As I got older, Grandpa Artie was always there if I needed help or advice. He was there to comfort me if I was getting a lot of verbal abuse from my step-father, Wes at the time. When I got my driver's permit, he volunteered to help teach me to drive (and kept his patience with me throughout - even when I almost hit a car while parallel parking).

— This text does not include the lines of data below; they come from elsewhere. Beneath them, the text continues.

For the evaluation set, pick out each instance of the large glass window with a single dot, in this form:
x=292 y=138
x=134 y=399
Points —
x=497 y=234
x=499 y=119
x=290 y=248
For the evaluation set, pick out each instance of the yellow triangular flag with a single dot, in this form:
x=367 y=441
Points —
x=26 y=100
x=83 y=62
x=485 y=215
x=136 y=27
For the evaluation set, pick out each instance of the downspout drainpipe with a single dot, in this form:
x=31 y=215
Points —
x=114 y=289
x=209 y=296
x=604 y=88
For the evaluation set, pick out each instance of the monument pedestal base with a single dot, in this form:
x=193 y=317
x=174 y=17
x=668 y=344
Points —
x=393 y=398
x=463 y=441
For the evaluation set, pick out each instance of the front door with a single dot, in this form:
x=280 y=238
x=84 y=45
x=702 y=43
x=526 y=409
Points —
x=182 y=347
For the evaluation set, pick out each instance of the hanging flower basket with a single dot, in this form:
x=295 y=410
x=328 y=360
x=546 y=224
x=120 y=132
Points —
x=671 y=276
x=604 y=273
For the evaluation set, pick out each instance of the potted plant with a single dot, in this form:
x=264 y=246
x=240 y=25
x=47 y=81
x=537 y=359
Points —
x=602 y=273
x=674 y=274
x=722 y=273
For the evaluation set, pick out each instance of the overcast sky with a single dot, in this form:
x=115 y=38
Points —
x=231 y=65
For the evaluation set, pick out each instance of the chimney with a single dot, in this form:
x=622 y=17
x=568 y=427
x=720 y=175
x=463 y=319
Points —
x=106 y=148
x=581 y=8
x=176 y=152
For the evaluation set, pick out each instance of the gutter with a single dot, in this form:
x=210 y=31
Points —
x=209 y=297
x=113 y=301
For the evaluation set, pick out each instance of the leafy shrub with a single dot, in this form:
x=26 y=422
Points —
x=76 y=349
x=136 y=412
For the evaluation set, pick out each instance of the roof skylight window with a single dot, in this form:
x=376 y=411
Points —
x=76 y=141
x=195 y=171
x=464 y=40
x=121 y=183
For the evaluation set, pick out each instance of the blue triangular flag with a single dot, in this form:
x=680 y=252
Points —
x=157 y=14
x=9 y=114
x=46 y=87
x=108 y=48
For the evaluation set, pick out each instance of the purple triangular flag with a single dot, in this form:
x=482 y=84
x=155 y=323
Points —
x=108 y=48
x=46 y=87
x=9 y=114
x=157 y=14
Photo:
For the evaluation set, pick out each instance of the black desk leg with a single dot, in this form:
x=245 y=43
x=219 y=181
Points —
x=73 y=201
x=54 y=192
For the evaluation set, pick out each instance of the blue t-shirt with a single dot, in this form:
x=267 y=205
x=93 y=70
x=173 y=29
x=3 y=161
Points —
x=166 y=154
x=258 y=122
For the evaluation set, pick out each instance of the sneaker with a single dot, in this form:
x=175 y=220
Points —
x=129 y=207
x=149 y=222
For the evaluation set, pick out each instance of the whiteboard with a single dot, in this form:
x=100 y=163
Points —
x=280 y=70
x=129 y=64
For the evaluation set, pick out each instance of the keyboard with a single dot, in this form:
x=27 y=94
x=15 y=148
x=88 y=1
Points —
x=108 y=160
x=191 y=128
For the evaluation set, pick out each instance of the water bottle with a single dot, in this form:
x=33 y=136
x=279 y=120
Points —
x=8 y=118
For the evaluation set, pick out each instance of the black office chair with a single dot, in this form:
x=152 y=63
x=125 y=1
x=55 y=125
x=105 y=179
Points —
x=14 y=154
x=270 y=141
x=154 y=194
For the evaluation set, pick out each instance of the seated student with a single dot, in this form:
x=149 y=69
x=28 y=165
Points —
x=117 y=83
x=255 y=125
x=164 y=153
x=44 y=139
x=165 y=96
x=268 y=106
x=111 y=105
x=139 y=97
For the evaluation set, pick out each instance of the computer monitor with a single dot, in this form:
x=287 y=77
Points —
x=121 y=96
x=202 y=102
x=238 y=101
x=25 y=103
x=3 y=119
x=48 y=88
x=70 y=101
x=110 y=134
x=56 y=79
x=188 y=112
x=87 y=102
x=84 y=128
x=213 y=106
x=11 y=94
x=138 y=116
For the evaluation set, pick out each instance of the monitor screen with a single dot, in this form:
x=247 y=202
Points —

One of the things I remember most happened later, long after Grandpa Artie retired from Bay State. One morning, the first house that Paula and I lived in ended up with a horrible back-up of sewage in our basement. Despite having to wade in over a foot of putrid sewage, Grandpa stayed and helped with pumps and a wet vac until my basement was dry. I don't know if I ever thanked him enough for that. I don't know if one could ever thank a person enough for that....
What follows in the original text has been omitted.